Monte Carlo simulations, which use historical data to project future outcomes, indicate a promising outlook with an annualized return of 18.32%. The simulations show a wide range of potential outcomes, with a 5th percentile return of 301.79% and a 67th percentile return of 1,160%. However, these projections are based on past data and assumptions, and actual future performance may differ. To better prepare for uncertainty, regularly review and adjust your portfolio to align with changing market conditions and personal financial goals.
The portfolio is almost entirely allocated to stocks, with 99.95% in equities. This concentration can lead to higher volatility, as stocks are generally more susceptible to market fluctuations compared to bonds or other asset classes. While the current allocation may suit a growth-oriented strategy, it is less aligned with a balanced risk profile. To achieve a more balanced asset allocation, consider introducing fixed-income securities or alternative investments, which can help reduce risk and provide more consistent returns over time.
Sector allocation reveals a notable concentration in technology (26.77%) and financial services (15.97%), which can lead to increased volatility, especially during economic shifts affecting these sectors. Compared to common benchmarks, this allocation is tech-heavy, potentially exposing the portfolio to significant swings during market corrections or interest rate changes. To mitigate sector-specific risks, consider diversifying into underrepresented sectors like utilities or consumer defensive, which can offer stability during economic downturns.
Geographically, the portfolio is heavily weighted towards North America, with 70.96% exposure, followed by Europe Developed at 12.26%. This focus on North America may limit the benefits of geographic diversification, potentially increasing vulnerability to regional economic downturns. Compared to global benchmarks, the portfolio underrepresents emerging markets, which can offer growth opportunities. To enhance geographic diversification, consider increasing exposure to regions like Asia or Latin America, which may provide additional growth potential and risk mitigation.

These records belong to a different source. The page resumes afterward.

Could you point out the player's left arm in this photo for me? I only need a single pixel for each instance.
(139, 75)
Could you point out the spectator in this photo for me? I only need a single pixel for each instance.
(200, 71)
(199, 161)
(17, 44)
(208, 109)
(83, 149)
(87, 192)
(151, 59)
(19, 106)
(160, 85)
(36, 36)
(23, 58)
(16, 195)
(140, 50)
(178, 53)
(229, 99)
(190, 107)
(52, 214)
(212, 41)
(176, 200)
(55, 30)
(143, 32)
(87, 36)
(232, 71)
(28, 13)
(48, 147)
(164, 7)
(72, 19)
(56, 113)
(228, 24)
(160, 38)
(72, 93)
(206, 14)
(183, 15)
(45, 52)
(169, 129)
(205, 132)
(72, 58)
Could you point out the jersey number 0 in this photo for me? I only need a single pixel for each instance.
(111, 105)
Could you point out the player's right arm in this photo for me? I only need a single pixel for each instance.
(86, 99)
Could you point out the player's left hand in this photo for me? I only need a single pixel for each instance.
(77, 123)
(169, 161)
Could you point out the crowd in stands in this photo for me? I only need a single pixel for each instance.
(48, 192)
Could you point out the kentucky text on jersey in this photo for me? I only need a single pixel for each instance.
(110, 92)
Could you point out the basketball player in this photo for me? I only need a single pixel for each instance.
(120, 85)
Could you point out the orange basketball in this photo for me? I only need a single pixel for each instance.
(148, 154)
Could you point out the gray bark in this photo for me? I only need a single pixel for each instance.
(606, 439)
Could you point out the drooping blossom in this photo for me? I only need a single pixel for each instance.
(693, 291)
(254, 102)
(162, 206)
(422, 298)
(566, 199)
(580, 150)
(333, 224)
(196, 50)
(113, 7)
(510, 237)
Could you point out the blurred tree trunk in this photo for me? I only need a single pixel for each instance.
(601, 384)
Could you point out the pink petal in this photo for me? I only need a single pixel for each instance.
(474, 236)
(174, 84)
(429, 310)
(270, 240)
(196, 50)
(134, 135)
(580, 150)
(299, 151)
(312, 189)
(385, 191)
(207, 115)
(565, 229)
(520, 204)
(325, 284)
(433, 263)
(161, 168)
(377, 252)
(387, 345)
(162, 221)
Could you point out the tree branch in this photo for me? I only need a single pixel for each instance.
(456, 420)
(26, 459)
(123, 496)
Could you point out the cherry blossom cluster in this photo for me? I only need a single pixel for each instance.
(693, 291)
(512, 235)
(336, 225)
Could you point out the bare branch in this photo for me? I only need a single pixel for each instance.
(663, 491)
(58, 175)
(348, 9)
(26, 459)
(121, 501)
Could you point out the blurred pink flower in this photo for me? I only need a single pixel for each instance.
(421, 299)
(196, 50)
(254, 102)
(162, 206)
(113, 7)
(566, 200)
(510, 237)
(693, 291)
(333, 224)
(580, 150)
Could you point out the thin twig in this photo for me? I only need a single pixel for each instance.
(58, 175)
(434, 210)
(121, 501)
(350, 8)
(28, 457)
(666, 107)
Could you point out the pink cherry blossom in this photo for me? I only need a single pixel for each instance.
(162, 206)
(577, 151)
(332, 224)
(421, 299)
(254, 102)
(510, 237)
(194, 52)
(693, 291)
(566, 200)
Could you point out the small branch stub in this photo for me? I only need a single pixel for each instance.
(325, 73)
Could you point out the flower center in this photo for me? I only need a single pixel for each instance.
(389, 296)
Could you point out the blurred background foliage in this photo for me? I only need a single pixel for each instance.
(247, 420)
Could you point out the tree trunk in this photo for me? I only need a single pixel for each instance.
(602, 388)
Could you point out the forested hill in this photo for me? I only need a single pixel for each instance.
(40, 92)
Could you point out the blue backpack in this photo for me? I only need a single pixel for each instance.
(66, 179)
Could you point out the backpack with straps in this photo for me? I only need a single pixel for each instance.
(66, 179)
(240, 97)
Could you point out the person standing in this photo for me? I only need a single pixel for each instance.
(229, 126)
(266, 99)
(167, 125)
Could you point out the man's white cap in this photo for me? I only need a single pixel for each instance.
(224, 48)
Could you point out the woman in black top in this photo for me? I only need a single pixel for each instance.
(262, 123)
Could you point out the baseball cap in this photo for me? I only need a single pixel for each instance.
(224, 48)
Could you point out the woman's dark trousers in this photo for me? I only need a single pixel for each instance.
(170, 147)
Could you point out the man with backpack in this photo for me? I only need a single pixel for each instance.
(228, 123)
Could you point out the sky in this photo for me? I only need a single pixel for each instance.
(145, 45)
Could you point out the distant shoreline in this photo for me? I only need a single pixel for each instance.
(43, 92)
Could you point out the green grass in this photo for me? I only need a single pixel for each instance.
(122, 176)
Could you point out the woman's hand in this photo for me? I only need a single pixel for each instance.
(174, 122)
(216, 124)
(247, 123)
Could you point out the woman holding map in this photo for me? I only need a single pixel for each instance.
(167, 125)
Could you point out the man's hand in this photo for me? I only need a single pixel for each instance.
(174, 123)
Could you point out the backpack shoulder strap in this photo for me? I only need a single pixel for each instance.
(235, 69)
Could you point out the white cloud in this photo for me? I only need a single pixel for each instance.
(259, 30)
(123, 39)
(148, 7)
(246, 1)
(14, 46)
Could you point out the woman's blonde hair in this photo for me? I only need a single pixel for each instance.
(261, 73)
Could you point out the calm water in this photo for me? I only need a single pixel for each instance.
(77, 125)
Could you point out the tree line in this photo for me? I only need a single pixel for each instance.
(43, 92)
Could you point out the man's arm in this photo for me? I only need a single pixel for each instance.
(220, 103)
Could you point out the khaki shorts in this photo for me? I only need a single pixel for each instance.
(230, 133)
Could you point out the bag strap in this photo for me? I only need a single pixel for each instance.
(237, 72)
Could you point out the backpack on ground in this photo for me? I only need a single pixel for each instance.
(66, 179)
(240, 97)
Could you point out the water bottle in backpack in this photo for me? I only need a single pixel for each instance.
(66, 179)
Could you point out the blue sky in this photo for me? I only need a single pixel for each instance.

The portfolio's assets, Vanguard FTSE All-World UCITS ETF and iShares S&P 500 Swap UCITS ETF, exhibit high correlation, meaning they tend to move together in response to market events. This high correlation can limit diversification benefits, as both ETFs are likely to react similarly during market downturns. To improve diversification and reduce risk, consider incorporating assets with lower correlation to the existing holdings, such as bonds or commodities, which can provide stability when equities are volatile.
This chart shows the Efficient Frontier, calculated using your current assets with different allocation combinations. It highlights the best balance between risk and return based on historical data. "Efficient" portfolios maximize returns for a given risk or minimize risk for a given return. Portfolios below the curve are less efficient. This is informational and not a recommendation to buy or sell any assets.
Click on the colored dots to explore allocations.
The portfolio's current asset allocation may not be fully optimized along the Efficient Frontier, which represents the best possible risk-return trade-off. The high correlation between the two ETFs suggests room for improvement. By adjusting the allocation to include less correlated assets, you can potentially enhance the portfolio's efficiency. This optimization focuses on achieving the highest expected return for a given level of risk, rather than maximizing diversification. Regularly reassess your asset mix to ensure it aligns with your risk tolerance and return expectations.
The portfolio's total expense ratio (TER) is a low 0.2%, reflecting cost-effective fund choices. This low cost structure is advantageous for long-term growth, as high fees can erode returns over time. Compared to industry averages, the portfolio's costs are impressively low, supporting better compounding of returns. To maintain cost efficiency, regularly review the fee structure and explore opportunities to switch to lower-cost alternatives if available, ensuring that expenses remain minimized as the portfolio evolves.